LIAR TEMPTRESS SOLDIER SPY by Karen Abbott







Powerful and gripping this story of four remarkable women who filled unconventional roles during the Civil War is unputdownable from start to finish.  Karen Abbott’s research is impeccable, her facts indisputable yet the story reads very much like a novel as it flows so smoothly alternately focusing on each woman.  Most fascinating for this reader were the direct quotations taken from diaries and letters written at that time.  In addition, the narrative is filled with historical figures - Abraham Lincoln, Jefferson Davis, Stonewall Jackson, Allan Pinkerton and more.  Yet it is the courage and passion of these daring four women that gives the story breath and life.

Belle Boyd was but 17-years-old when she shot a Union soldier in her home.  She was boisterous, hot tempered and an avowed rebel who became a courier and spy for the Confederate army.  She was an inveterate flirt who used her charms to seduce men and gain information.  She later lived through imprisonment while continuing to defy the Union by any means possible.
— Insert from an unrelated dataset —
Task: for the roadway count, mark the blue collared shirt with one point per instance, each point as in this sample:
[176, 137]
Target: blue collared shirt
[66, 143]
Rose Greenhow was an attractive widow and Washington D.C. hostess with many influential friends.  She used her position to acquire information about the Union’s military plans and passed it along.  She openly defied and sometimes ridiculed Pinkerton’s operatives who were attempting to catch her, yet she was imprisoned along with her young daughter.  At one time President Jefferson Davis even sent her to Europe to lobby for the South.

This quartet of valiant women came from different backgrounds and regions.  Young Emma Edmondson escaped a Canadian farm and her cruel father who had promised her to an elderly neighbor.  She crossed the border into Michigan where after dressing as a man and taking the name of Frank Thompson she enlisted in the Union Army.  She worked as a nurse and courier, most often at only arm’s length from the unspeakable battlefield horrors.

Elizabeth Van Lew was a wealthy Richmond spinster who supported the Union cause.  She carefully displayed a Confederate flag in the foyer of her spacious home while she was hiding Northern prisoners in a secret room until her free black servants could assist their escape.  She placed one of her servants in the home of Jefferson Davis.  The maid who had an amazing memory would gain Confederate intelligence and pass it back to Elizabeth.  Even though threatened with death Elizabeth continued her efforts on the Union’s behalf.

Each of these women was willing to sacrifice all, even their lives to further the cause in which they believed.  Liar, Temptress, Soldier, Spy is true, beautifully written, and not to be missed.